Friday, July 13, 2007

What is Anglicanism?

The Right Reverend Henry Orombi, Archbishop of the Church of Uganda answers.

Excerpt:

Few would deny that the Anglican Communion is in crisis. The nature of that crisis, however, remains a question. Is it about sexuality? Is it a crisis of authority—who has it and who doesn’t? Have Anglicans lost their commitment to the via media, epitomized by the Elizabethan Settlement, which somehow declared a truce between Puritan and Catholic sentiments in the Church of England? Is it a crisis of globalization? A crisis of identity?

I have the privilege of serving as archbishop of the Church of Uganda, providing spiritual leadership and oversight to more than nine million Anglicans. Uganda is second only to Nigeria as the largest Anglican province in the world, and most of our members are fiercely loyal to their global communion. But however we come to understand the current crisis in Anglicanism, this much is apparent: The younger churches of Anglican Christianity will shape what it means to be Anglican. The long season of British hegemony is over.

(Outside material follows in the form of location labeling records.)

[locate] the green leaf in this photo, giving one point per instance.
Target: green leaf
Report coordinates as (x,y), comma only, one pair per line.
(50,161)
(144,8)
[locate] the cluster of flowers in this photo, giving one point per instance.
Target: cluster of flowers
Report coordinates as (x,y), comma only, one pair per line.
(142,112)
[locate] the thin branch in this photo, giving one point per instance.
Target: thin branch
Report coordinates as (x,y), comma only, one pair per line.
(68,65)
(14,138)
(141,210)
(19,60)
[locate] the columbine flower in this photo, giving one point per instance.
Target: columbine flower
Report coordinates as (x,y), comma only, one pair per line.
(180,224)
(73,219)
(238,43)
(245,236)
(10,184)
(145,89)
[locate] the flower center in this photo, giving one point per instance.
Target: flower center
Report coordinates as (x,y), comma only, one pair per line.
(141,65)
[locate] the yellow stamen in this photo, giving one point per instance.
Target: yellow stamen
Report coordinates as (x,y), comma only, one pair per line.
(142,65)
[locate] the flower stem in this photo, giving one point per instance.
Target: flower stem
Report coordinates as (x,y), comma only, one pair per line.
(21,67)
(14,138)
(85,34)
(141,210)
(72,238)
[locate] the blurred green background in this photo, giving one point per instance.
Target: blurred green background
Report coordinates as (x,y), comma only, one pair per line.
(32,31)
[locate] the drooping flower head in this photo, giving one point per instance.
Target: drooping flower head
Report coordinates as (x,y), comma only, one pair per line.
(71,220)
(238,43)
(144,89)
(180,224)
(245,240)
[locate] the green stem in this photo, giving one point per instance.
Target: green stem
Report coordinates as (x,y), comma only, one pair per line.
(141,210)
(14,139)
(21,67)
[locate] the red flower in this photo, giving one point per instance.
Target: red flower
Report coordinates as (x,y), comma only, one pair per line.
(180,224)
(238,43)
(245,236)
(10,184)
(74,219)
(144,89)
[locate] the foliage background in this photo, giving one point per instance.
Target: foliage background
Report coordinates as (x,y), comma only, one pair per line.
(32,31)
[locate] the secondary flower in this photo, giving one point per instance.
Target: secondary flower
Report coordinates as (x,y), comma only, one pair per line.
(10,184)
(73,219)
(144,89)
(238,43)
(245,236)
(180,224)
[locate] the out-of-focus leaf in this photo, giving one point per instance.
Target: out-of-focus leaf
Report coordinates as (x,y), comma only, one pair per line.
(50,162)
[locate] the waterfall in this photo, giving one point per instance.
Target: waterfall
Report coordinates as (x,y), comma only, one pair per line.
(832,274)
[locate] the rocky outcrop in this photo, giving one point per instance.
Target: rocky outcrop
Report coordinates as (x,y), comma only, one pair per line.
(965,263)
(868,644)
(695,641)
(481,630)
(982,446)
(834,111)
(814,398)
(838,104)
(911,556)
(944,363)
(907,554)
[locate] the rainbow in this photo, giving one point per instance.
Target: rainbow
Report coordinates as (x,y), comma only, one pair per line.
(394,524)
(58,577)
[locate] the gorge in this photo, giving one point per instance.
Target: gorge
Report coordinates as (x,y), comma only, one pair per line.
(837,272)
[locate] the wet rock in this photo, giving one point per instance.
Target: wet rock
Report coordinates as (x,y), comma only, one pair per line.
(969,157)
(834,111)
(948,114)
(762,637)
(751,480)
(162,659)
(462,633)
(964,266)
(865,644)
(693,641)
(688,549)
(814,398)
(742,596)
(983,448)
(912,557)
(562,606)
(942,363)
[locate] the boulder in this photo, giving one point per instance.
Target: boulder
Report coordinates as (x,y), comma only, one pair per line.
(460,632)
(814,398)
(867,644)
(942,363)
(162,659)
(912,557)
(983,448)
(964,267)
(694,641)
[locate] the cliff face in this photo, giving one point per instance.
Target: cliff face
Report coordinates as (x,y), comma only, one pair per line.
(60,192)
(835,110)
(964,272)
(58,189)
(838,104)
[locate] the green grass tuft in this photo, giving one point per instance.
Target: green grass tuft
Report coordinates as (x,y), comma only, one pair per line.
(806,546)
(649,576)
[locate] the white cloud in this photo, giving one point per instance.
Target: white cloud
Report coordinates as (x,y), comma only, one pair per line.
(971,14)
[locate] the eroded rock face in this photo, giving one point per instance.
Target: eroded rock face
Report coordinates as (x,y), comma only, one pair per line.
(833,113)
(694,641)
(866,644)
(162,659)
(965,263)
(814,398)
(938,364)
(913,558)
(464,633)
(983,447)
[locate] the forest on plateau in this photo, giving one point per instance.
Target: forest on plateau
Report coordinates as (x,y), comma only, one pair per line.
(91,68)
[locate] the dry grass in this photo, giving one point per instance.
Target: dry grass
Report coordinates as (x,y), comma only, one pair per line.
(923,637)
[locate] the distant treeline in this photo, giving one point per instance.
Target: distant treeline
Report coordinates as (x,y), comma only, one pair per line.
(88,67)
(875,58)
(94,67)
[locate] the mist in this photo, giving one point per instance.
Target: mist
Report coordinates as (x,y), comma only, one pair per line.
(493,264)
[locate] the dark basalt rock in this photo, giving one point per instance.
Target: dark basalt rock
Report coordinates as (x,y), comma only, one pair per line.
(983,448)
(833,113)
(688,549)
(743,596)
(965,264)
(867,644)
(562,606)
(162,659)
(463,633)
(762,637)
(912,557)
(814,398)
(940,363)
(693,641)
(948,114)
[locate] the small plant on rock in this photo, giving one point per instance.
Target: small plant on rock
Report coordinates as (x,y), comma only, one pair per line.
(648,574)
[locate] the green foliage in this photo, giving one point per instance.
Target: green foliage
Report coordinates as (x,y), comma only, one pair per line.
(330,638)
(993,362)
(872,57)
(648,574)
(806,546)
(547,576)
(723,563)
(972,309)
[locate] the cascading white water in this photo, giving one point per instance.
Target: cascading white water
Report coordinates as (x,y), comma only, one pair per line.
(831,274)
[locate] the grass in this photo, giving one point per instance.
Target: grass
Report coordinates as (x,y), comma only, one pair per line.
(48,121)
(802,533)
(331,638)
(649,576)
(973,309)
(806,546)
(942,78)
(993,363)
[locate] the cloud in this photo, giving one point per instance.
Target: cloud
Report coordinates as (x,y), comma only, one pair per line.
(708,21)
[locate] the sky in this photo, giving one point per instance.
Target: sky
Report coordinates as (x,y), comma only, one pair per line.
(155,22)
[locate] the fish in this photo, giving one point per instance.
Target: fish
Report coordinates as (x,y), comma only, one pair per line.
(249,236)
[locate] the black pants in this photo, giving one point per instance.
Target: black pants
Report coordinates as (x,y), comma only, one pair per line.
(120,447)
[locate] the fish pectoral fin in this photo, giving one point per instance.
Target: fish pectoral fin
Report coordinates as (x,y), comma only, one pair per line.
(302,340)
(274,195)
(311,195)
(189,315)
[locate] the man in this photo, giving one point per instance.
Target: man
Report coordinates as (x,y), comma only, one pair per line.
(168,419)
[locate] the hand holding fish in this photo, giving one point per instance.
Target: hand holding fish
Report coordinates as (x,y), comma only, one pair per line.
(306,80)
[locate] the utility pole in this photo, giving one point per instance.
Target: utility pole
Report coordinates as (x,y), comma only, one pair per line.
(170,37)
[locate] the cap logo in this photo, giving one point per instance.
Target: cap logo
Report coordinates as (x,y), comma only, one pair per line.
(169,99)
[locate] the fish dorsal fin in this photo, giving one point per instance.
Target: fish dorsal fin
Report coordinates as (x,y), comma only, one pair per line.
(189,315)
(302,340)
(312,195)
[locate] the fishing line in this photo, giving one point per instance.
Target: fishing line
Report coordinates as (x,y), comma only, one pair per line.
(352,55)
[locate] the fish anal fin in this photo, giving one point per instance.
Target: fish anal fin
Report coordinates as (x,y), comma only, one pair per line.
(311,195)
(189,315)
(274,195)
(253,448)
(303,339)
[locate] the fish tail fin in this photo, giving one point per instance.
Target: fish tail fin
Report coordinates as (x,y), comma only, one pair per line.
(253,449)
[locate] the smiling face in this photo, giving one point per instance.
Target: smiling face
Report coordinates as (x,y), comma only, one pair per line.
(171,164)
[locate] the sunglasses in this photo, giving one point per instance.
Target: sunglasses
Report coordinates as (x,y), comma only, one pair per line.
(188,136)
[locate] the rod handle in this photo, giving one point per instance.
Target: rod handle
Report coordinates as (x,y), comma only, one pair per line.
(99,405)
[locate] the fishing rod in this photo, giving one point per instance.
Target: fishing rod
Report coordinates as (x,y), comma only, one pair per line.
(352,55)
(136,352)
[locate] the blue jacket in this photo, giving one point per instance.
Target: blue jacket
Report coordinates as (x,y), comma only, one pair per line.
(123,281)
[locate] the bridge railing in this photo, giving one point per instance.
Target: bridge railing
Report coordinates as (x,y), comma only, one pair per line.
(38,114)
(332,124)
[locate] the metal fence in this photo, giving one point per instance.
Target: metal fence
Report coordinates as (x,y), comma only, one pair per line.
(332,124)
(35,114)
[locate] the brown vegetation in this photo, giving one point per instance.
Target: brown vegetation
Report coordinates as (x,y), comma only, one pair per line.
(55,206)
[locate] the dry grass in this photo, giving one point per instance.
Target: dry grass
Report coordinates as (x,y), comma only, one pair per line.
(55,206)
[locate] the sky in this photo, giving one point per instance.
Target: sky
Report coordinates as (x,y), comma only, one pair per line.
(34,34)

The preface to the Book of Common Prayer states, “It is a most invaluable part of that blessed ‘liberty wherewith Christ hath made us free,’ that in his worship different forms and usages may without offense be allowed, provided the substance of the Faith be kept entire; and that, in every Church, what cannot be clearly determined to belong to Doctrine must be referred to Discipline.”

And yet, despite this clear distinction, contemporary Anglicans are in danger of confusing doctrine and discipline. For four hundred years Anglicanism represented both the theological convictions of the English Reformation and the culture of the Christian Church in Britain. The sixteenth- and seventeenth-century Anglican divines gave voice to both: English Reformation theology (doctrine) and British culture (discipline). The Anglican churches around the world, however, have ended the assumption that Anglican belief and practice must be clothed in historic British culture.

4 comments:

Matt said...

I loved this. It is the most encouraging thing I've read in a long time.

Anonymous said...

I just read the whole thing. I'd like to leave this article around the Episcopal diocese I grew up in, maybe at my parents' church. What a great defense of orthodox Anglicanism.

Anonymous said...

Archbishop Orombi makes some very good points there. As churches in most Western countries fall into moral and theological relativism, it will be those younger churches in the Anglican Communion which will preserve orthodoxy.

Thanks for a thought-provoking post Fr. Peter.

Pax.

Alice C. Linsley said...

A terrific piece and ity helps us understand what drives the African bishops.